NEW YORK: Oil futures settled lower on Friday and posted their biggest weekly decline since 2022 ahead of talks between Iran and the US aimed at securing a permanent ceasefire.
Crude futures hovered near $100 a barrel as attacks continued and the flow of oil through the Strait of Hormuz remained heavily restricted, and concerns lingered over potential supply disruptions in Saudi Arabia. Prices in the physical market were at record highs.
Brent futures settled down 72 cents, or 0.8 percent, at USD95.20 a barrel, capping a week in which contracts fell 12.7 percent. The decline followed a sharp selloff after Iran and the US agreed on Tuesday to a two-week ceasefire brokered by Pakistan. It was Brent’s steepest weekly loss since August 2022.
READ MORE: Oil pares gains to rise about 1pc
US West Texas Intermediate crude futures fell USD1.30, or 1.3 percent, to settle at USD96.57 a barrel, with a weekly decline of 13.4 percent, its largest since April 2020 during lockdowns for the pandemic.
“The key issue for the oil market is whether ship traffic through the Strait of Hormuz will resume. So far, there are no signs of this happening. If oil supplies from the Persian Gulf remain blocked, oil prices are likely to rise again,” Commerzbank analysts said in a note on Friday.
Traffic through the strait remained less than 10 percent of normal volumes as Tehran warned ships to keep to its territorial waters. Most ships that have sailed through the Strait in the past day were linked to Iran, ship-tracking data showed on Friday.
Iran wants to charge fees for ships to pass through the strait under a peace deal, a Tehran official told Reuters on April 7. Western leaders and the United Nations’ shipping agency have pushed back on that idea.
The crucial artery for oil and gas flows has been effectively shut down by the conflict that began when the US and Israel launched air strikes against Iran on February 28.

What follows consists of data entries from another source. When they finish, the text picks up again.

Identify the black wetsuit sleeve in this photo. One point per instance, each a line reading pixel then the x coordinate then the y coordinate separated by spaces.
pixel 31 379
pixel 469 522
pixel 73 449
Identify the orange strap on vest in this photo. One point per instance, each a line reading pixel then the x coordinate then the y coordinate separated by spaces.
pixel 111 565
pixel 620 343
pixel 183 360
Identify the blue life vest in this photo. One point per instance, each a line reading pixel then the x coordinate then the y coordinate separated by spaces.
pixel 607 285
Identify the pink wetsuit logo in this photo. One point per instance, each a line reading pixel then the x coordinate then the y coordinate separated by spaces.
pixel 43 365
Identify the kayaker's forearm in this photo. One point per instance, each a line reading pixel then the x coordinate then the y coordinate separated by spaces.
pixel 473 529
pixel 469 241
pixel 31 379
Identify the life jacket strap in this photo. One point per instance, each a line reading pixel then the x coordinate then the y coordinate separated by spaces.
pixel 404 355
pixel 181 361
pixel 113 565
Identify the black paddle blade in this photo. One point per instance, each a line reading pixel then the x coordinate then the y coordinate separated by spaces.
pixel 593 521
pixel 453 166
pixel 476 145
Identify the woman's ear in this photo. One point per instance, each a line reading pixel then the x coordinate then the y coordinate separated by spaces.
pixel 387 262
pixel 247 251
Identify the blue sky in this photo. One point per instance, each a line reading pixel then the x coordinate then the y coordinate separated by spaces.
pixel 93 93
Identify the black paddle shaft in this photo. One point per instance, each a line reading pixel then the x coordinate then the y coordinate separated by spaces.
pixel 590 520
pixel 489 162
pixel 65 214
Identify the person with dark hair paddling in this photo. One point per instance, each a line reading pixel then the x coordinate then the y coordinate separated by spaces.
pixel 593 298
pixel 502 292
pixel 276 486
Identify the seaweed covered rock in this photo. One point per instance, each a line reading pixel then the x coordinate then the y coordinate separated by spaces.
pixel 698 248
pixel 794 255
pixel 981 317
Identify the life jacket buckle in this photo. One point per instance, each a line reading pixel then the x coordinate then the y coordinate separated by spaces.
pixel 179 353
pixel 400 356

More than 60 energy infrastructure assets across the Gulf have been hit by drone and missile strikes. While most attacks are not expected to cause prolonged disruptions, at least eight facilities face lengthy repair timelines, according to a Thursday note from Natasha Kaneva, head of global commodities research at J.P. Morgan.
Middle East producers shut in about 7.5 million barrels per day (bpd) of crude oil production in March as storage capacity tightened, with outages projected to rise to 9.1 million bpd in April, the Energy Information Administration said in a report earlier this week.
The sharp hit to global oil production from the Iran war is poised to flip the oil market into a supply deficit this year, analysts say, a huge swing in forecasts that erases previous expectations of comfortable oversupply.